Many countries have resumed the vaccine's use only for older people, aged 55 and above, because the clots tend to affect younger people more.
These include France, Canada, Germany, the Netherlands, Finland, Iceland and Sweden as well as Canada.
But the doubts about blood clots did not go away, and the EU and British drugs regulators said Wednesday that it was linked to clotting in some rare cases.
Spain, the Philippines and Italy reacted by suspending the jab for people under 60 while Belgium restricted it to over 55s.
Oxford University has suspended trials on children following the new concerns. Britain, which has already given more than 20 million doses of jab, says it will now offer alternative vaccines to young people.
Despite criticisms over supply difficulties and safety concerns, the AstraZeneca vaccine is today being administered in around 111 countries and territories.
The jab also forms the bulk of those being given for free to poorer countries under the Covax scheme led by the WHO, the Gavi vaccine alliance and the Coalition for Epidemic Preparedness Innovations.
COVAX BACKS ASTRAZENECA VACCINE
Meanwhile, Covax backed the AstraZeneca jab on Thursday (local time) as the scheme celebrated shipping coronavirus vaccine doses to 100 different territories around the world, despite delays dogging deliveries.
AstraZeneca's COVID-19 vaccine accounts for almost the entire first wave of doses being distributed via the facility, which ensures the 92 poorest participating economies can access jabs for free.
But the program has been hit by delays after New Delhi put the brake on exports from the Serum Institute of India plant to deal with a rampant second wave of COVID-19 infections.
The SII is one of two sites producing AstraZeneca doses for Covax. The other is in South Korea.
Covax's first wave intended to distribute some 238.2 million doses to 142 participating economies by May 31.
Of those, 237 million are AstraZeneca doses and 1.2 million are Pfizer/BioNTech. A number of nations have suspended the use of AstraZeneca's vaccine for younger populations after it was earlier banned outright in several countries over blood clot scares.

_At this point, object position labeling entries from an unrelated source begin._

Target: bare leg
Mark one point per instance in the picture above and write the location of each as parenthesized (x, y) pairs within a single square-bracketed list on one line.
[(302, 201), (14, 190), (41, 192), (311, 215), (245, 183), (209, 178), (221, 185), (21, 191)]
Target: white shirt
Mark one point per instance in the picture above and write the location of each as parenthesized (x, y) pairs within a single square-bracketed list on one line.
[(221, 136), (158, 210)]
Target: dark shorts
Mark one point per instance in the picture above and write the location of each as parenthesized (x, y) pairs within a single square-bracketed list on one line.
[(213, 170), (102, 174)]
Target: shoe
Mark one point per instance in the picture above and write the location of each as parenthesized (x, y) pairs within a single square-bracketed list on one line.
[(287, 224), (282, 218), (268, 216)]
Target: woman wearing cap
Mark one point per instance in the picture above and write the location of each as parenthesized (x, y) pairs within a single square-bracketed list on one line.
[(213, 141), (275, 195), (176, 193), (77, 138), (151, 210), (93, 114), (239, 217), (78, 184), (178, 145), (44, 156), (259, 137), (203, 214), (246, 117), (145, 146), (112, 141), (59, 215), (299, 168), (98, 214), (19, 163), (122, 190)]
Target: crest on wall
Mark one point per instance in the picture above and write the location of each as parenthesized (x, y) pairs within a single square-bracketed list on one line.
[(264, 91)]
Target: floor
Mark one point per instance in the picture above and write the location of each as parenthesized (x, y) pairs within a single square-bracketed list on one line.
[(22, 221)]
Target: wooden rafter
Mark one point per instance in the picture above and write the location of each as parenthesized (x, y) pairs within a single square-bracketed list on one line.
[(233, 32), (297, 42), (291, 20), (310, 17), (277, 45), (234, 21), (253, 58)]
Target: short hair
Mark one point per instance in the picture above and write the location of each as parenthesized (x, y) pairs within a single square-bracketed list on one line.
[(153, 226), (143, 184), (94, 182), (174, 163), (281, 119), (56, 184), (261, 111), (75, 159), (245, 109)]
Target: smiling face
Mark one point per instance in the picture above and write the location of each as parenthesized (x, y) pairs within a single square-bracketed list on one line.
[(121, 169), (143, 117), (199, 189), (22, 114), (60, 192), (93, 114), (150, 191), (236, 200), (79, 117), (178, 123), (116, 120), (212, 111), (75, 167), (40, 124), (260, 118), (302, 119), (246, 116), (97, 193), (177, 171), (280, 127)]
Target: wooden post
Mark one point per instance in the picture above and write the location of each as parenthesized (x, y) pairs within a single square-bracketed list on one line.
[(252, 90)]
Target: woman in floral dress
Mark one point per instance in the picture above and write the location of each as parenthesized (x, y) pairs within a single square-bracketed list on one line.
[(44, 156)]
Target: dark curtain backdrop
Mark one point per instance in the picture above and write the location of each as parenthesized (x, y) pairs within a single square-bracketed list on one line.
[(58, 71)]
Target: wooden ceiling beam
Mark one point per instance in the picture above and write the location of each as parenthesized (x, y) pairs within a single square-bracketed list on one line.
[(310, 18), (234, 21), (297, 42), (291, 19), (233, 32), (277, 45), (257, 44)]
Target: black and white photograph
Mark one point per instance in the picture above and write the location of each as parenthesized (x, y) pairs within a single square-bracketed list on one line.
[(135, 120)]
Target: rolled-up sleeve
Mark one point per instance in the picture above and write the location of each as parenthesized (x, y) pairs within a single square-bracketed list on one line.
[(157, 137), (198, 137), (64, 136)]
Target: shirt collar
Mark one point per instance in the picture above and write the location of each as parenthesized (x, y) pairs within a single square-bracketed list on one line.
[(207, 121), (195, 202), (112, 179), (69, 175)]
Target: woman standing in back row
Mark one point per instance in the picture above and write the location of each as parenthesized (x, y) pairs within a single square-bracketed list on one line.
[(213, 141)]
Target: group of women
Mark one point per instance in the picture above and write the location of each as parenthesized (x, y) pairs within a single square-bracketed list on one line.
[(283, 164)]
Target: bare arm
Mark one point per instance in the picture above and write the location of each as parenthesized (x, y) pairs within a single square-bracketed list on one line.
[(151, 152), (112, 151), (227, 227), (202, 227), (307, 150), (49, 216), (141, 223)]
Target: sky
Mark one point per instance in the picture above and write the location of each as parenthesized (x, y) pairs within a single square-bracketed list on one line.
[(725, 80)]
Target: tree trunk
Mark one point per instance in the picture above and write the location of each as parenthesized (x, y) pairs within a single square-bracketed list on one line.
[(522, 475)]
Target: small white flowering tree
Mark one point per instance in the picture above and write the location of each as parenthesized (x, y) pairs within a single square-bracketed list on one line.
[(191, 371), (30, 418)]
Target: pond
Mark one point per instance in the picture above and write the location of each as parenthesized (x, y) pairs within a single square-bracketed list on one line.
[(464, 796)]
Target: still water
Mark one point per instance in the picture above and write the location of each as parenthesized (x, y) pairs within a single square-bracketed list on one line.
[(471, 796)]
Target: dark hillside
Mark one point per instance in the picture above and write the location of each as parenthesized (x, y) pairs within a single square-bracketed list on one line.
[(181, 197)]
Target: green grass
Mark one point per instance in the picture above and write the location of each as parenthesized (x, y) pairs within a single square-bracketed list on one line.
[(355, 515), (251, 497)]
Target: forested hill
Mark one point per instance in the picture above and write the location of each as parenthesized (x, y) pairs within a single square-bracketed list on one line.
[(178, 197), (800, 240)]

The EU's medicines regulator said Wednesday that blood clots should be listed as a rare side effect of the AstraZeneca jab, stressing benefits continue to outweigh risks.
And the World Health Organisation's immunisation experts said a causal link was "considered plausible but is not confirmed", adding that reported occurrences were "very rare".
The risk-benefit balance remains "very much in favour of the vaccine" the WHO said.
Covax is co-led by the WHO, the Gavi vaccine alliance, and the Coalition for Epidemic Preparedness Innovations.
Gavi said safety and efficacy was the "top priority for Covax". The scheme follows WHO guidance on vaccine products, which "remains unchanged" for the AstraZeneca jab, a Gavi spokeswoman said.
"The AstraZeneca vaccine remains an important public health tool against the COVID-19 pandemic and is effective at preventing severe cases, hospitalisation and death."
FRANCE HITS 10m JAB TARGET
Meanwhile, France has given a first jab of a vaccine against COVID-19 to 10 million people, Prime Minister Jean Castex announced on Thursday (local time) amid an acceleration in the rollout after a sluggish start.
"It's a very good performance. France is vaccinating a lot," Mr Castex said after visiting an inoculation centre east of Paris, hailing the figure of 10 million first jabs one week ahead of a government target.
France fell behind its European neighbours after the start of vaccinations in January, but is now jabbing on average around 200,000-300,000 people per day.
EU members have faced a shortage of doses which has been blamed on a centralised purchasing and distribution system.
French President Emmanuel Macron has compared European efforts to a "diesel engine".
"It starts slowly but it goes far," he told Greece's ERT channel last month. The government has forecast 20 million first time jabs by mid-May and 30 million by mid-June.
Meanwhile, the French Open has been delayed by a week to May 30 in the hope that heightened restrictions in Paris will have eased to allow the maximum number of fans to attend one of the big four annual tennis tournaments.